Pour toutes les personnes prenant la pilule, y compris celles qui la prennent régulièrement et celles qui la prennent sporadiquement, 35 personnes devraient utiliser la pilule pour prévenir une crise cardiaque, une attaque ou une insuffisance cardiaque.
Plus de 422 millions de personnes dans le monde souffrent de maladies cardiovasculaires et on estime à 17 millions le nombre de personnes qui meurent chaque année de problèmes cardiaques, ont indiqué les chercheurs dans The Lancet.
L’idée de combiner plusieurs médicaments pour prévenir les problèmes cardiaques en une seule pilule existe depuis plus de 15 ans, note l’équipe de l’étude.
Depuis lors, plusieurs petites études à court terme menées dans plusieurs pays ont montré qu’une polypilule pouvait réduire la pression sanguine et le taux de cholestérol. Mais il s’agit de la première étude suffisamment importante pour montrer qu’une polypilule peut prévenir les maladies cardiaques et les accidents vasculaires cérébraux – et pas seulement les facteurs de risque de ces événements.
La polypilule comprenait de l’aspirine, du Lipitor (atorvastatine) et deux médicaments pour abaisser la tension artérielle (hydrochlorothiazide et énalapril). Au bout de cinq ans, 202 participants du groupe polypilule ont eu une crise cardiaque ou un accident vasculaire cérébral, contre 301 personnes qui n’ont reçu que des conseils sur le mode de vie.
Certaines personnes sous polypilule se sont plaintes d’effets secondaires comme des étourdissements, des douleurs musculaires ou des indigestions, mais ces plaintes étaient tout aussi fréquentes chez les personnes qui n’avaient pas reçu la polypilule.
Étant donné le nombre de millions de personnes dans le monde qui pourraient potentiellement prendre la polypilule et le nombre de décennies qu’elles pourraient passer sous traitement, des études plus longues et plus vastes sont encore nécessaires pour s’assurer que les avantages de la polypilule l’emportent sur les effets secondaires, explique le docteur Jeremy Van’t Hof, chercheur en cardiologie à l’université du Minnesota, qui n’a pas participé à l’étude.
« Jusqu’à ce que nous ayons plus de données sur la sécurité de la polypilule, les personnes traitées avec les médicaments inclus dans la polypilule devraient continuer à être suivies par un professionnel de santé qualifié », déclare le Dr Van’t Hof.
Les personnes qui ont accès à des soins de santé primaires réguliers – en particulier dans le monde développé et les pays plus riches – pourraient bénéficier davantage d’un dépistage de l’hypertension et de l’hypercholestérolémie et de la prise des seuls médicaments dont elles ont besoin aux doses requises, explique Ian Kronish, MD, MPH, du centre de santé cardiovasculaire comportementale du centre médical Irving de l’université Columbia à New York.
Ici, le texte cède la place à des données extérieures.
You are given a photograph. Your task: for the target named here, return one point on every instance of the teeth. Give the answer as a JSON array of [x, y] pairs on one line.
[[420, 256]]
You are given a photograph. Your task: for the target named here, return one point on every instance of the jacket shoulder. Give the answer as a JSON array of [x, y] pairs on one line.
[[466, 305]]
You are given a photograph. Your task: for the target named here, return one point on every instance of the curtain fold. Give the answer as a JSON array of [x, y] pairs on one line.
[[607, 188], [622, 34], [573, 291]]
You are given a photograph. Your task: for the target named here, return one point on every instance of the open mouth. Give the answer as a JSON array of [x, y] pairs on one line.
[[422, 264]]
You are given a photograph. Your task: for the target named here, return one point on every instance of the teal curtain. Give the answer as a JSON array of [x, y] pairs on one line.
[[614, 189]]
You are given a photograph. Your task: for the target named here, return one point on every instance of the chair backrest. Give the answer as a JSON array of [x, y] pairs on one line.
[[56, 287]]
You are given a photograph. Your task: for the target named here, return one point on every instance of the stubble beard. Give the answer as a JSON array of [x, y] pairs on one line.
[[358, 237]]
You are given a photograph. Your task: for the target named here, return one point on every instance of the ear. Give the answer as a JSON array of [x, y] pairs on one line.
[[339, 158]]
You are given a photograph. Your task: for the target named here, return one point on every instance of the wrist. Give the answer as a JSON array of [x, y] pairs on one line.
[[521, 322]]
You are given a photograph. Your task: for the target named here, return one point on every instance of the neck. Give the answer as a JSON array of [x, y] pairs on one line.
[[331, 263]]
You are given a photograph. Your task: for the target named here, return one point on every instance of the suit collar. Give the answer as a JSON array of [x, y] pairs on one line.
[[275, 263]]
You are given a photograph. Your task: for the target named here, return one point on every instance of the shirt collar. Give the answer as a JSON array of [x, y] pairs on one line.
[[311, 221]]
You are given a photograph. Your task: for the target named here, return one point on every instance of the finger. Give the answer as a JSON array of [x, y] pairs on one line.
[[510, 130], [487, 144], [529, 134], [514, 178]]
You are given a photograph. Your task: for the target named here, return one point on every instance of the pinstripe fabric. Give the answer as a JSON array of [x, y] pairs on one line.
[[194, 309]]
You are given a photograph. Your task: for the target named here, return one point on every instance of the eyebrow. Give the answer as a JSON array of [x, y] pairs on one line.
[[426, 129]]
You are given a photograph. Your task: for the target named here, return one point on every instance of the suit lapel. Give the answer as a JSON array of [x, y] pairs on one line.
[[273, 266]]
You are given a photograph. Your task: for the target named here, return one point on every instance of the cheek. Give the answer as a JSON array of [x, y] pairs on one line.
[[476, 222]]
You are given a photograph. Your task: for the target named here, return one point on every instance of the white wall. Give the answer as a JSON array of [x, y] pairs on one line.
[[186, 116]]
Dans les pays à faible revenu où la plupart des gens ont peu, voire pas du tout, accès aux soins de santé primaires ou aux dépistages de routine du cholestérol ou de la tension artérielle, la polypilule peut être plus judicieuse, explique Samuel Wann, MD, cardiologue à Ascension Healthcare à Milwaukee, qui n’a pas participé à l’étude.
« L’utilisation d’une polypilule pour traiter l’hypertension et l’hypercholestérolémie dans toute une population est analogue à l’ajout de fluorure dans l’approvisionnement en eau pour prévenir les caries dentaires », explique le Dr Wann. « Il est présent dans l’eau potable de tout le monde, qu’ils soient ou non susceptibles d’avoir des caries ».